I think everyone who doesn't know regex should make learning regex a priority. (...

Someone1234 · on March 16, 2018

Which version of RegEx? I've "learned" RegEx two or three times and then switched language/platform and had everything I previously learned no longer work reliably.

You might think I am just talking about Microsoft's quirky implementation but even in the Linux-sphere it isn't consistent see:

http://www.greenend.org.uk/rjk/tech/regexp.html

You take a complex format string which was design to use the fewest characters instead of with clarity in mind, you then have every major application and library diverge on basic support and spec for features, and then you have all of them hack on support for UNICODE in their own unique way.

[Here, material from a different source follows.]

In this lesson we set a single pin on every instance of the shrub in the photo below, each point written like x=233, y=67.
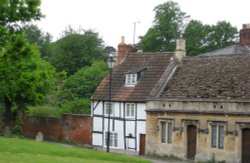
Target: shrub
x=77, y=106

Regular Expressions likely won't ever die, but I for one would happily switch to an alternative with better readability, UNICODE support from day zero, and fewer niche features to keep things uniform. I'm tired of re-learning RegEx only to have everything I've learned either be forgot or not work the second I app switch.

OskarS · on March 16, 2018

That's an overstatement of the differences between various regex engines. They all follow the basic standards, with [] being character classes, () being submatches, * being "0 or more", + being "1 or more", etc.

The two main differences between various engines are which characters are "literal" and which characters are "magic" (Vim's engine is particularly annoying here), and how to write the "convenience character classes" (like what the shorthand for "alphanumeric character class" is). But these are minor issues, once you've learned how to write a regex, these are trivial to look up.

Knowledge of regular expressions transfer from one engine to another just fine.

thefifthsetpin · on March 16, 2018

I generally include either \v or \V in my vim regex, at which point I no longer have to think about which characters are magic. I suppose this means that I agree that vim's default is annoying here, but imho vim more than makes up for that by making magic configurable.

ken · on March 16, 2018

> They all follow the basic standards, with [] being character classes, () being submatches

You've already described a feature which has different syntax in one of the primary regex dialects I use (Emacs).

pygy_ · on March 17, 2018

That's the syntactic differences, but there are also semantic ones.

Most notably, the choice operator can either be ordered like in PEGs (if the first branch matches, the other isn't evaluated) or pick the branch that produces the longest match, CFG-like.

kbenson · on March 16, 2018

For the most part, it's just a matter of knowing if you're using POSIX Basic Regular Expressions (BRE), POSIX Extended Regular Expressions (ERE), or Perl regular expressions.

Learn those, or at least the main differences between them, and the vast majority of the regular expression engines in software you use will become more recognizable.

egeozcan · on March 16, 2018

You wouldn't be programming in Regex and for small things a google search for the platform quirks is usually faster than writing a parser, isn't it?

I'd agree with you if everything weren't so easy to look up.

amelius · on March 16, 2018

But don't forget to point at the limitations. For example, you can't use regexps to match an arbitrary but equal number of nested opening and closing parentheses.

lr4444lr · on March 16, 2018

I presume you're familiar with the infamous "can you parse HTML with regex"?

https://stackoverflow.com/questions/1732348/regex-match-open...

amelius · on March 16, 2018

Another potential problem with regexps is that the underlying finite state machine can grow exponentially in the size of the expression.

oftenwrong · on March 16, 2018

regex engines like PCRE can:

    ^(\((?1)?\))$

swiley · on March 16, 2018

If it can then it's not "regular expressions."

kbp · on March 16, 2018

But when most of the commonly used "regular expression" libraries aren't regular, I think if you really mean solving something with only regular expressions, you should probably specify that explicitly. The term's been corrupted enough that using it by itself to rule out things like backreferences isn't clear communication.

loup-vaillant · on March 16, 2018

That's a shame, because regular grammars have a very important property: they're processed with a Finite State Automaton. This makes them blazing fast and quite memory efficient. (Heck, even with a non-deterministic one they're fast.)

dozzie · on March 16, 2018

Which is very computer-science-y approach, and totally uninteresting at that, because the (?PARNO) syntax is still embedded in the same regexp engine for any practical purpose or distinction.

If you didn't know, a regexp engine with capture groups is already stronger than what in formal languages theory is called "regular expressions".

posterboy · on March 16, 2018

I appreciate the sentiment same as you, but it is not quick to learn, because you'd either stop short or basically learn, well ... patterns, some for different usecases and categorize many different patterns that achieve the same, while the typical pupil has problems with simple arithmetic, calculus etc. already. So the question would be why the patterns aren't abstracted behind a nice composable gui [1]. Not to mention the confusion around the various ever so slightly differing applications.

Also, you don't wanna spoon feed students, they'll never learn to fish. You would indeed have to go as far as implementing a regex engine or implementing I don't know, a certain finite automate in regex. I'm kidding but all you could realistically achieve would be the usage of a catalogue like command-line-fu or stackexchange unless the whole thing fits in a broader cs syllabus/curriculum.

[1] lrovocative statement: sed and awk are breaking the "do one function and it well" idea of unix.